You should try out early on
that you can log in to whatever College computer you are planning to use; if
there is a problem, send an email to
nms-computing-support@kcl.ac.uk
in the
first instance. The default printer for the PCs in S4.25 is in room S4.24;
again, ask in the departmental office for keys. Also check with them
regarding access on weekends etc; don't just assume you'll be able to
get into the rooms somehow, especially during the mad rush in the last
few days of the project period.
For heavier computation we can also give you access to our network of
Unix workstations. Your supervisor will be able to judge whether
this is necessary.
Exactly what software you'll need will depend on your project. For
simple calculations, spreadsheets may be enough; most machines have
openoffice (or staroffice) installed, which provide Microsoft
Excel-compatible spreadsheets.
For symbolic calculations, e.g. when you need to simplify a very
complicated expression, Maple and Mathematica are both
useful; Maple is available on most machines, as is Mathematica. These programs are also useful for making
graphs, and for not-too-complicated numerical work, e.g. minimizing
functions numerically, solving systems of nonlinear equations.
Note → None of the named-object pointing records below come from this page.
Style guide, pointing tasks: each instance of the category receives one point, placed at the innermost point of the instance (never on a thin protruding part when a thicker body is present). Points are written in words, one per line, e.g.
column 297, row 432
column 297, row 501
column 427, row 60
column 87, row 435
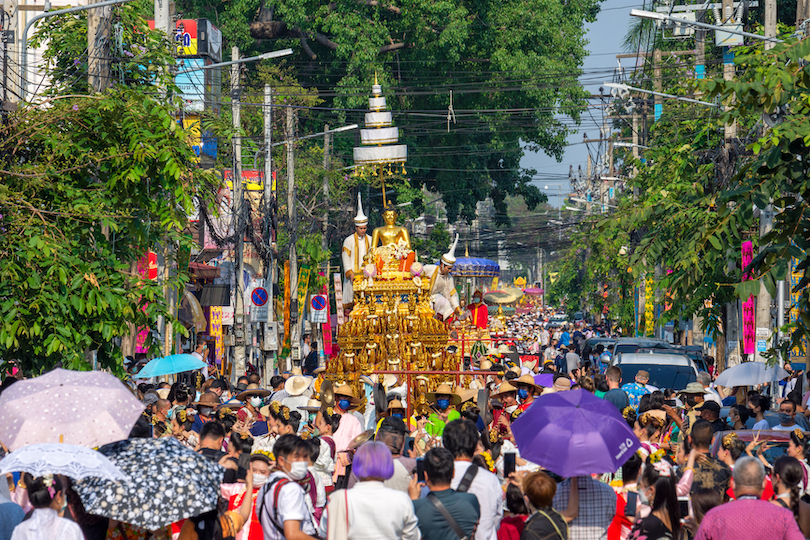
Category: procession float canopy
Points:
column 391, row 326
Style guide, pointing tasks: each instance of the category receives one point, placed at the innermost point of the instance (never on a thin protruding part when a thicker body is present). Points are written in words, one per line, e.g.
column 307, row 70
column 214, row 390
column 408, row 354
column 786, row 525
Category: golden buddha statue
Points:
column 390, row 233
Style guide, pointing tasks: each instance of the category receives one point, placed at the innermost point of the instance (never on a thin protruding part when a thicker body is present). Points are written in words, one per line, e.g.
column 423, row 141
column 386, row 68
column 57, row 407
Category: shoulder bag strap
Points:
column 434, row 500
column 548, row 517
column 466, row 481
column 279, row 483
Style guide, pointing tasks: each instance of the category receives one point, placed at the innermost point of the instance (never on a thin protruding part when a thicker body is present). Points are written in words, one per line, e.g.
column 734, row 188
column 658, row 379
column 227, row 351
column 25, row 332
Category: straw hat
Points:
column 208, row 399
column 528, row 380
column 444, row 388
column 360, row 219
column 389, row 379
column 693, row 388
column 344, row 390
column 530, row 364
column 504, row 388
column 466, row 394
column 297, row 385
column 313, row 405
column 395, row 404
column 252, row 390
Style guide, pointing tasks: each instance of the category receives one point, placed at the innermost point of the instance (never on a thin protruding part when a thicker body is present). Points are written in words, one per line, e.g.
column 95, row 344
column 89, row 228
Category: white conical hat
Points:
column 450, row 256
column 360, row 219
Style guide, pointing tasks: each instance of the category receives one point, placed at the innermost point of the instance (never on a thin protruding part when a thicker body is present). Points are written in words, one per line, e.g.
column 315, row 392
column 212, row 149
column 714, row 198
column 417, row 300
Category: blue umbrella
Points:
column 574, row 433
column 475, row 267
column 169, row 365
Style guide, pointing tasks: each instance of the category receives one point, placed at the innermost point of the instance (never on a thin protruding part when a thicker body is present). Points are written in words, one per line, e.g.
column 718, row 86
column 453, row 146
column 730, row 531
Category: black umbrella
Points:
column 166, row 482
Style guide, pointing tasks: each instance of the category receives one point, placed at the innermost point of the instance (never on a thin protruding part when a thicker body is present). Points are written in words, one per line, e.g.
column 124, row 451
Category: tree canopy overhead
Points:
column 512, row 68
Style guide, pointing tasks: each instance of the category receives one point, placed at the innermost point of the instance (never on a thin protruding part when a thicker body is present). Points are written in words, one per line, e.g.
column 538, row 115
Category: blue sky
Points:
column 605, row 36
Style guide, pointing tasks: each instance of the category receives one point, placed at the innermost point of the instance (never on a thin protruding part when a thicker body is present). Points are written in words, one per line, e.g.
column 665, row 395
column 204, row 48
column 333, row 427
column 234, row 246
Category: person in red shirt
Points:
column 260, row 465
column 512, row 523
column 478, row 311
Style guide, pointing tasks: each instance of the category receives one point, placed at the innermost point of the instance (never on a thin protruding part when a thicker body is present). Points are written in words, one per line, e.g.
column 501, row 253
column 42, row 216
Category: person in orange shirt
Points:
column 478, row 311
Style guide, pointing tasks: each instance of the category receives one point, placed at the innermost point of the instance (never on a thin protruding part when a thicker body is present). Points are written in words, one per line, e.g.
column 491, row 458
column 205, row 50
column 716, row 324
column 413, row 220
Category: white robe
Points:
column 442, row 292
column 354, row 249
column 46, row 523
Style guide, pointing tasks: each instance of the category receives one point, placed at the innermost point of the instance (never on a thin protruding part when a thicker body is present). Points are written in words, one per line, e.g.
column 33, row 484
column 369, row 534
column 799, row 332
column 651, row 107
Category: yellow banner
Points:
column 285, row 347
column 649, row 309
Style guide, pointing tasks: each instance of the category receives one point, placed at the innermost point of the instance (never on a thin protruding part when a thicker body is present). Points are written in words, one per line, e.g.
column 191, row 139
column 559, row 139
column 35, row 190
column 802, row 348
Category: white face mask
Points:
column 298, row 470
column 259, row 480
column 642, row 497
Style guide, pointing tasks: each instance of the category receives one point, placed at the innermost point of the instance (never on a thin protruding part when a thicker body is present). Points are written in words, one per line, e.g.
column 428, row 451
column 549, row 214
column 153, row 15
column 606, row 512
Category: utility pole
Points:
column 269, row 232
column 700, row 50
column 269, row 184
column 590, row 186
column 802, row 14
column 770, row 22
column 327, row 140
column 98, row 48
column 293, row 227
column 163, row 17
column 728, row 73
column 658, row 101
column 239, row 311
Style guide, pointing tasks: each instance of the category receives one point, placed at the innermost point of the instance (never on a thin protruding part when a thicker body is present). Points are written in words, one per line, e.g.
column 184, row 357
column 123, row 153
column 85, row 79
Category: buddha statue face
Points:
column 390, row 216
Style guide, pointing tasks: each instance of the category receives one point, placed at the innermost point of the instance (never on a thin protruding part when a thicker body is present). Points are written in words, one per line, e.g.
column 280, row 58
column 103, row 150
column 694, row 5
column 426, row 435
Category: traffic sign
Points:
column 259, row 296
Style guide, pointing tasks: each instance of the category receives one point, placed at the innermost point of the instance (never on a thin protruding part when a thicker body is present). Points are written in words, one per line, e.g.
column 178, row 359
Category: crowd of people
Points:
column 300, row 464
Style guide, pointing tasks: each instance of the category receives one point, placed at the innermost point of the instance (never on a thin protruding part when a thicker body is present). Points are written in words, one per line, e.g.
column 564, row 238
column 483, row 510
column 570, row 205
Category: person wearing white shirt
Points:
column 46, row 495
column 461, row 438
column 787, row 412
column 709, row 393
column 281, row 503
column 369, row 510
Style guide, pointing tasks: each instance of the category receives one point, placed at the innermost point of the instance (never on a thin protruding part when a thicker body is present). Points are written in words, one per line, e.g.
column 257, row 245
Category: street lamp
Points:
column 583, row 201
column 662, row 17
column 621, row 86
column 337, row 130
column 265, row 56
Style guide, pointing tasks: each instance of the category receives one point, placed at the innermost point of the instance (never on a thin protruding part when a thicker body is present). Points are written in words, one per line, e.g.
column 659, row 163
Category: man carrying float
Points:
column 355, row 247
column 443, row 294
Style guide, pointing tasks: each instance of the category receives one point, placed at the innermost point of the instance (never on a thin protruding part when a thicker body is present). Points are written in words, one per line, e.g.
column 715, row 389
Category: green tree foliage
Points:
column 88, row 186
column 512, row 66
column 138, row 56
column 777, row 80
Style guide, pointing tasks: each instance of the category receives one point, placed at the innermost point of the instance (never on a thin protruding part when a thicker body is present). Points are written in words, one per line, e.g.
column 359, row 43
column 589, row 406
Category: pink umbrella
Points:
column 85, row 408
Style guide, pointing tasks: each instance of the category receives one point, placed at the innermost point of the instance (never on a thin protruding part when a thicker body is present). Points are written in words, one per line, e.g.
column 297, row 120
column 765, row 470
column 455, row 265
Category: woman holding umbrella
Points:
column 657, row 489
column 46, row 495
For complicated numerical work you may need to write your own
programmes. Standard languages in use in the department are C and C++,
and compilers (gcc) and debuggers (gdb) for these are on all Unix
workstations.
Finally, there is matlab. This is installed on the M.Sc. PCs (in room S4.25), but you can also install it on your own machine using a college licence. See here
for details.
Originally, matlab (matrix laboratory) was designed as a simple
interface for doing matrix and linear algebra computations. It retains
that structure, but lots of other functions have been added. One
reason that matlab is so popular is that it can easily be extended
using so-called toolboxes. Many of these are written by people doing
research in complex systems, and are freely available. Installed on
the machines in the MSc computer room should be for example the
netlab
neural networks
toolbox and the
OSUSVM
support
vector machine toolbox. The commercial toolboxes (produced by MathWorks,
the company that makes Matlab) for optimization and statistics are also there.
Because matlab is widely used and often features as a tool in M.Sc.
research projects, you are
strongly encouraged to familiarize yourself with it. Below is a short
overview; good tutorials can be found e.g. in the online Matlab help facility.
You could also have a look at these documents with
overviews of basic Matlab functions (document 1
(Word), document 2 (Word),
document 3 (pdf)), from previous modules within NMS.
Below is a brief summary of some features of matlab:
- Getting help: help <command> gives help on a particular
command; lookfor <topic> finds all commands whose name or
description includes the string <topic>.
- The basic objects are matrices, e.g. x = [1 2 3;4 5 6]
defines a matrix x with 2 rows and 3 columns with the given
entries. Ending a line with a ; suppresses the output. (Note the
difference: maple uses := for assignments, produces output
for lines ending in ; and is silent for lines ending in :).
- There are some preset operations for common matrices; e.g.
y=zeros(size(x)) will give you a matrix y of the same size as
x but with all entries 0. ones works in the same way.
- Matrices are thought as lists of their columns; x(1,3) and
x(5) both give output 3. Many operations act by default on
columns, e.g. sum(x) gives 5 7 9; mean and std
give means and standard deviations for each column. You can get row
operations by transposing (and complex conjugating) with ',
e.g. mean(x') gives 2 5.
- Ranges are indicated with colons. E.g. x = [1:5;3:2:12]
gives a matrix with first row 1 2 3 4 5 and second row 3 5
7 9 11.
- Ranges can be used to select submatrices. E.g. x(1,2:4)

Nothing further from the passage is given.